The NYS Coverdell Program continues to work to improve stroke care for New York residents. For example, the program has:

  • Pilot-tested quality improvement initiatives in two areas of the state. These initiatives were designed to improve the completeness of EMS data, transfer of EMS data to hospitals, and communication between EMS personnel and hospitals. The resulting data will be compared with the data collected in areas of the state not involved in the pilot study.
  • Worked with the Bureau of EMS to update the state’s protocols for basic life support and advanced life support for stroke patients to ensure that the protocols align with the data collected in the current data system.

The NYS Coverdell Program also plans to:

  • Continue its partnership with the Bureau of EMS and stay involved with future software updates to ensure that key stroke data elements are collected across the state.
  • Continue monitoring data from prehospital and in-hospital sources to track improvements in key measures such as when the patient was “last known well.”

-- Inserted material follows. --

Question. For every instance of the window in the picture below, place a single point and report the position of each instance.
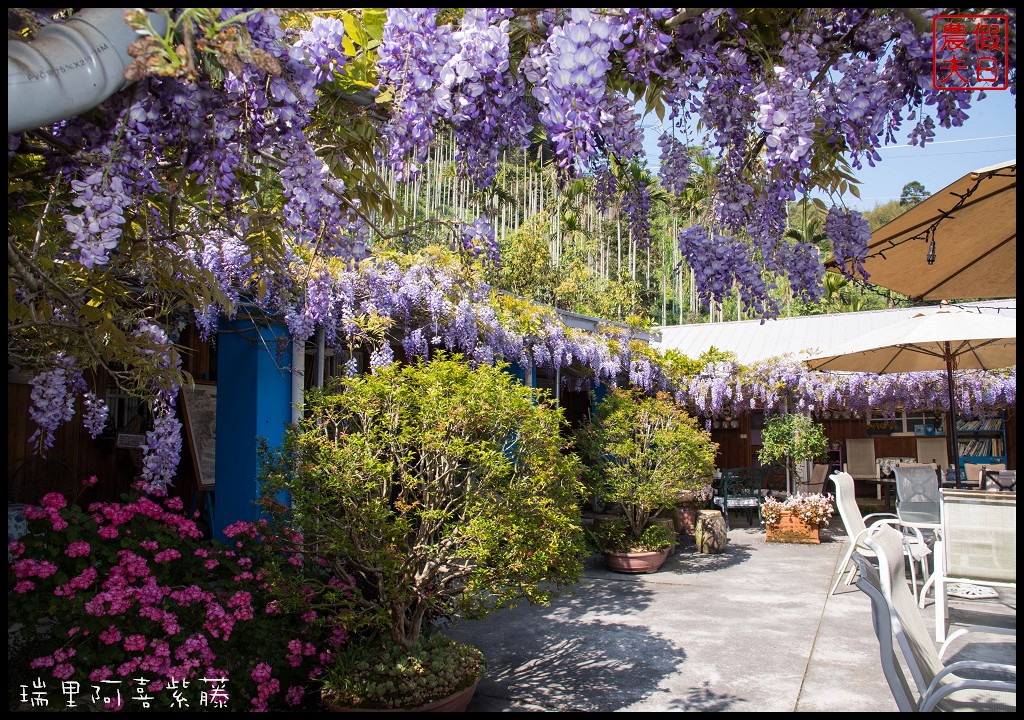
(909, 422)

For states that decide to conduct similar projects, the NYS Coverdell Program recommends partnering with state EMS program agencies to review their current systems to see whether key stroke data elements are already being collected. The program also recommends involving all affected partners before implementing a new system and maintaining ongoing communication to give partners a way to voice concerns and discuss solutions.

Additional Information


  1. Centers for Disease Control and Prevention. Stroke Mortality by State. Accessed August 25, 2020.
  2. National Emergency Medical Services Information System. What Is NEMSIS? Accessed August 26, 2020.